Medbh McGuckian's poetry studiously and notoriously resists paraphrase. It is protective towards its influences and origins, being concerned to present the essence of experience rather than its surface events. This is poetry full of the weather, flowers, the seasons, trees, earth, water, the sun, the moon, shifting light. Images of the familial, of nurture and fructification predominate.

Our experience of reading the poems is of witnessing a phrase or image exfoliate from the previous one. We are shown “Tricks [we] might guess from this unfastened button, / A pen mislaid, a word misread”, and are left guessing, as the poem continues to hold the hiding-places of its fertility to itself. From line to line, from poem to poem, from collection to collection, McGuckian plays complex variations around and through her essential themes in an ever-open, playful, continuing exploration of nuance and possibility. The slightly hallucinatory quality of the writing; the sense of wandering from image to image, almost from sentence to sentence; the sense of slippage between images and sentences: all leave the relation between poem and world suggestively tenuous yet full of potential.

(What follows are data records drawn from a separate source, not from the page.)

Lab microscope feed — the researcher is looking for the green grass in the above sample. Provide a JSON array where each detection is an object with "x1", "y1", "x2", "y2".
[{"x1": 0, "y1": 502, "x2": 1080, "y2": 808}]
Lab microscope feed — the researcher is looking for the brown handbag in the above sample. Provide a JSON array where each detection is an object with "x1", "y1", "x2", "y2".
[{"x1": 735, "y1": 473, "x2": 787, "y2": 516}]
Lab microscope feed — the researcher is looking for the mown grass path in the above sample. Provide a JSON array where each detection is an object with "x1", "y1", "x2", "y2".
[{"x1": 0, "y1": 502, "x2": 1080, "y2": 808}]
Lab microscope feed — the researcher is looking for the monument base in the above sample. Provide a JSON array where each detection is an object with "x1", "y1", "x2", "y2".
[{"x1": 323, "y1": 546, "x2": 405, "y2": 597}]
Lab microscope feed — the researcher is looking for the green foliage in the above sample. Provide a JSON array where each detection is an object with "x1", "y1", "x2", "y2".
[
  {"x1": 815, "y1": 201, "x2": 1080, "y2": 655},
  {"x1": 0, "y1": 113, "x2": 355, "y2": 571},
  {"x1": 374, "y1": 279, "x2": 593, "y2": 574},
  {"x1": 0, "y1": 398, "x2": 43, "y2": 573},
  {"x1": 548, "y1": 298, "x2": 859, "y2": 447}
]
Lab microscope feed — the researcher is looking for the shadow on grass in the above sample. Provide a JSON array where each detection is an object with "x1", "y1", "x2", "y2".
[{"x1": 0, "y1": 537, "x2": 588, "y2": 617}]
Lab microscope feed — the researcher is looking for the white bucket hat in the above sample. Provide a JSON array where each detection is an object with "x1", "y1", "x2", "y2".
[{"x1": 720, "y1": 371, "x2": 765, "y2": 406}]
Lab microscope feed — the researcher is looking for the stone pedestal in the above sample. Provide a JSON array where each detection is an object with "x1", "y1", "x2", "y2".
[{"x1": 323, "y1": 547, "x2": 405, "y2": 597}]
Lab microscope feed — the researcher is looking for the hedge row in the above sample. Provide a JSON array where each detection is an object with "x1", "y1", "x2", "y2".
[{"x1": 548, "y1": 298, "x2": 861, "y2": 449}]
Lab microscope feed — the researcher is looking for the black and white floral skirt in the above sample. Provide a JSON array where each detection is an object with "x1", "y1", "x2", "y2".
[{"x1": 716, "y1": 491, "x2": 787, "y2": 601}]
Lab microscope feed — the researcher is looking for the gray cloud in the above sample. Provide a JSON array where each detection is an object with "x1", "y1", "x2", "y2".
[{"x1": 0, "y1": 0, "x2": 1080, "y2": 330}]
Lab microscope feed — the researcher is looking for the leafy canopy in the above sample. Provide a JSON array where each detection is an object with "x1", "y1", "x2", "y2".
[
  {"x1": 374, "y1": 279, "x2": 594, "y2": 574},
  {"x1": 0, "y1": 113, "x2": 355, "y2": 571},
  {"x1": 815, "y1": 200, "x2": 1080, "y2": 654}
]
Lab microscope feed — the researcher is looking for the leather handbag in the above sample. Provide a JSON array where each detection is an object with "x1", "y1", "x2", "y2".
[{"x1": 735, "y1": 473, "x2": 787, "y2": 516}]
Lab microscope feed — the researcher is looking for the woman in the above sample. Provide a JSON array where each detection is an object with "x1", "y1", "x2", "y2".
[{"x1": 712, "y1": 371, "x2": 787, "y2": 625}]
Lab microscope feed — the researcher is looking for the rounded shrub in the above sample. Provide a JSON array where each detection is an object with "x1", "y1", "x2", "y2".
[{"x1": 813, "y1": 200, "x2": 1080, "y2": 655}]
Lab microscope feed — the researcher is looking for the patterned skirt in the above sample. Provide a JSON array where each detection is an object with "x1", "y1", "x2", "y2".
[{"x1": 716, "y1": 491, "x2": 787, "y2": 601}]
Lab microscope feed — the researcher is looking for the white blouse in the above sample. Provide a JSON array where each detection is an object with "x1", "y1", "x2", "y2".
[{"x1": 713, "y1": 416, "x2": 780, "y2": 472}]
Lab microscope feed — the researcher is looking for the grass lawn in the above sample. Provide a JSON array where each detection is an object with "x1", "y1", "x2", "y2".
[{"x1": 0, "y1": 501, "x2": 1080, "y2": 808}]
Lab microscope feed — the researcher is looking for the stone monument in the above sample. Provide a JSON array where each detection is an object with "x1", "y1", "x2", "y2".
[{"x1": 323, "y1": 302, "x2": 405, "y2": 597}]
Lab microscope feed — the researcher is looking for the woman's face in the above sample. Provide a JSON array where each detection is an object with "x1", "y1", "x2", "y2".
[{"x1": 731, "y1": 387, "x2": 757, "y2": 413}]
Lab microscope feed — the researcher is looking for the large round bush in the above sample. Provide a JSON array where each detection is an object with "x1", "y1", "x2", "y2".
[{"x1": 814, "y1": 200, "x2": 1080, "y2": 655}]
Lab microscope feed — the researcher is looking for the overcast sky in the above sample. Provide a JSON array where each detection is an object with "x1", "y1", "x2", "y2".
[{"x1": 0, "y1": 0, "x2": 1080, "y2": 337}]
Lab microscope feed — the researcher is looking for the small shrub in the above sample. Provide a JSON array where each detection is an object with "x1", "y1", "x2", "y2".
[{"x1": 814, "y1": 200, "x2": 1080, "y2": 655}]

The revisions in this new edition of her first collection, The Flower Master (1982), confirm the intensity and coherence of McGuckian's poetic preoccupations and method throughout the past twelve years. Not only are there poems here which did not appear in the original edition, but twelve of the poems which appeared there have now been dropped. In the process, The Flower Master has become a much tighter, more concentrated book; nearly all of the poems now engage with floral imagery, either as generating idea, or metaphorical resource. The repositioning of poems which originally stood on their own as part of mini-sequences in this new version only furthers the sense of accumulation and concentration among and between the various parts of the book. McGuckian's are poems which always work through dialogue, the one with the other, and the addition of seventeen poems which did not appear in the first version of the collection sharpens the book's range of tones and adds a welcome note of scepticism towards its presiding theme.

The book's revised dedication, “for my mother without my father”, indicates the centre of The Flower Master's concerns, a concentration on the female and the poet's own move through a sense of adolescent potential and exuberance to the attainment of adult love. But even this narrative remains subliminal, oblique. The idea of the flower master that oversees the collection establishes its language of flowers as the language of both the poet's and the poetry's sources. As the title poem has it, here, “We learn the coolness of straight edges, how / To stroke gently the necks of daffodils / And make them throw their heads back to the sun.”

There could be something complaisant about the way such descriptions can always be made to stand as metaphors for the manner and method of the poetry, however, and it is a virtue of some of the new poems that they bring a heightened level of self-consciousness, which allows such slippages around notions of organicism to be questioned. In “Gladiolus”, we are told that this flower's “only aim” is “the art / of making oneself loved”; in “Spring”, a poem which lends weight to the uneasy, frustrated adolescence in the book's early poems, the narrator rises from bed “To stare at the February moon. // … My breathing marbled the pane: / There was my face in the window, / Frosted, so hard to see through.” This is an opaqueness which is alert to the dangers of self-regard in any mastery of image and form, and it enlivens the note of protectiveness which continues in other of the additional poems. “No one knows what goes on inside a clock”, the last line of “My Mother” tells us; it is the achievement of this new edition of The Flower Master that it manages to make McGuckian's continued sense of the untranslatability of the sources of nurture more concentrated, but also more various and more questionable than it was in the book's original form.